Ferranti and the rest of the Peloton instructors constantly dispel the notion that MMA is a sport for barbarians and miscreants. In reality the matches are more strategy-based and, because there are several ways to win, MMA is arguably more complex than other fighting sports such as boxing.
“It’s not just a bunch of meat heads beating each other to a pulp,” said Ferranti who received his instructor certification after years of competing in Jiu-Jitsu. “Once people start to really watch the UFC more and get to know the rules a little bit more, I think that they will see that.”
Lamb concurred and feels that the sport has taken large strides since UFC 1, which was much rawer and resembled a bar-room brawl. Now there is a much thicker rulebook and stauncher guidelines to stopping fights early and avoiding serious injury.

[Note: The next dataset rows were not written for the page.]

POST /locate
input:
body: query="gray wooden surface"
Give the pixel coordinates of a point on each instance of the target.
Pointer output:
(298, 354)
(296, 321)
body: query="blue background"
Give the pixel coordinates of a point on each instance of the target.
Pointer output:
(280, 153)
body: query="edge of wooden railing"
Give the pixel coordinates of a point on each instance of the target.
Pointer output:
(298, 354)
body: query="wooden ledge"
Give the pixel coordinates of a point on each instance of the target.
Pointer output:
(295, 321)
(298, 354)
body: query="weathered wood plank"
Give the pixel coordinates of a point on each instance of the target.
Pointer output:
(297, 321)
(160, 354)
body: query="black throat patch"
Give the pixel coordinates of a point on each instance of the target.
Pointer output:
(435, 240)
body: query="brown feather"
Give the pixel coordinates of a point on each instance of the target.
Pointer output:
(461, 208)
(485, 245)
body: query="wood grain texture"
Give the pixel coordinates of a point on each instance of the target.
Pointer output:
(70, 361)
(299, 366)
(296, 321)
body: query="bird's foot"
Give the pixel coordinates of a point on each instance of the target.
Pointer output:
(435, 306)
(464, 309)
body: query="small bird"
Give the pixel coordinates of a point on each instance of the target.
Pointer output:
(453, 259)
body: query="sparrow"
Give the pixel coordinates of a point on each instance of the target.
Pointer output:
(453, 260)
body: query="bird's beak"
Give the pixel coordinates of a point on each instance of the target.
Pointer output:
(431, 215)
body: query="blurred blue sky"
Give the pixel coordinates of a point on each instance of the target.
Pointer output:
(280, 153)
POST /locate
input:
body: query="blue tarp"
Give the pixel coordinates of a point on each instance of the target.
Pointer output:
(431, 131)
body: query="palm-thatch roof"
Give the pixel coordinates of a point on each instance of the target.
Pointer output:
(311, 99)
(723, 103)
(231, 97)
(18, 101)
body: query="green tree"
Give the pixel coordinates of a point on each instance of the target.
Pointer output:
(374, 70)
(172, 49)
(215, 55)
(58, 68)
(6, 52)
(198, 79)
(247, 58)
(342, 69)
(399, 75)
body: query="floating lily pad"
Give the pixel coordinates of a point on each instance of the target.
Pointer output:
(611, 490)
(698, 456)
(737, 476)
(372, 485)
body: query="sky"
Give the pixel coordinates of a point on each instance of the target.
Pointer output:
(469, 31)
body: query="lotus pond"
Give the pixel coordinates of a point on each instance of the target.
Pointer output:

“My first fight lasted 51 seconds and I didn’t know if I could hit somebody in the face full out,” he said. “Once I got in there, I realized that I could, but I don’t fight with animosity or with the anger to kill somebody.
“I view it more like a chess-match and a competition rather than a human cockfight, which is what it used to be like.”
Carlos-Clauss— who lost his most recent bout in Massachusetts by decision— noted that there is even a specific, very cerebral, way to train. Before fights, the athletes ramp up their regimens to prepare for the rigors of cage-fighting.
He generally goes through an eight-week training camp to prepare his body and mind for a bout.
“You can’t just go crazy the whole time you have to be smart about it,” he said. “Coaches plan the workouts accordingly so that you’re peaking at the right time for the fight.”
It is currently illegal to hold sanctioned MMA events in New York state, but it appears that fights could be approved as early as 2010. Ferranti believes that Peloton will continue to see growth as mixed-martial arts becomes ingrained in popular culture.
“I think when parents see that the sport is legal in the state they’ll be more willing to bring their kids to the gym,” he said. “I think the sky’s the limit for this sport.”